Systematic tracking means looking at the clues to find out what happened. For example, you might look at:

Audit logs - is anything logged about what the user might have been doing?
Monitoring tools - was there anything out of the ordinary happening on the system at the time? E.g. a spike in load on the system?
Analytics - do you use a system like Google Analytics that can tell you what page the user was on at the time? What button they clicked?
Database tools - does the database reveal anything unusual about the user? What about other database records?

Using these sorts of clues, it’s often possible to piece together a picture of what the user did to cause an error. It also demonstrates the importance of having good monitoring and logging in place!

Speculative Tracking

Speculative tracking means trying to think like a user. Asking yourself, if I was using this product, what might I be doing to get myself in this situation?

This can mean getting creative.
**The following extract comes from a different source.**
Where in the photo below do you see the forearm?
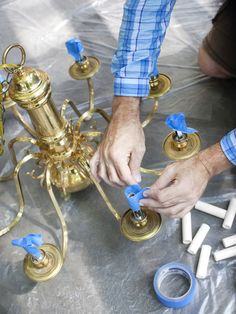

Some things you could consider:

Why do users use this product? Ask yourself what goal the user is trying to achieve. Then try and achieve that goal yourself!
What else might the user be trying to do? Consider using the product for something other than its intended purpose. This can uncover strange behaviour!
Is there anything external to the product that might be having an effect? For example, are there any Chrome plugins your user is likely to have? Would they be using browser features like multiple tabs, or the back button?

Why not both?

The great thing is, unlike in You vs Wild, we don’t have to pick one method or the other. Often when my own team is confronted by a problem, we tag-team it. I start tracking down the problem using speculative techniques. Meanwhile, one of my teammates tries to tackle it using a systematic approach. (or, vice versa). This way, we can collaborate to figure out the root cause of our problem.

In my experience, it works really well!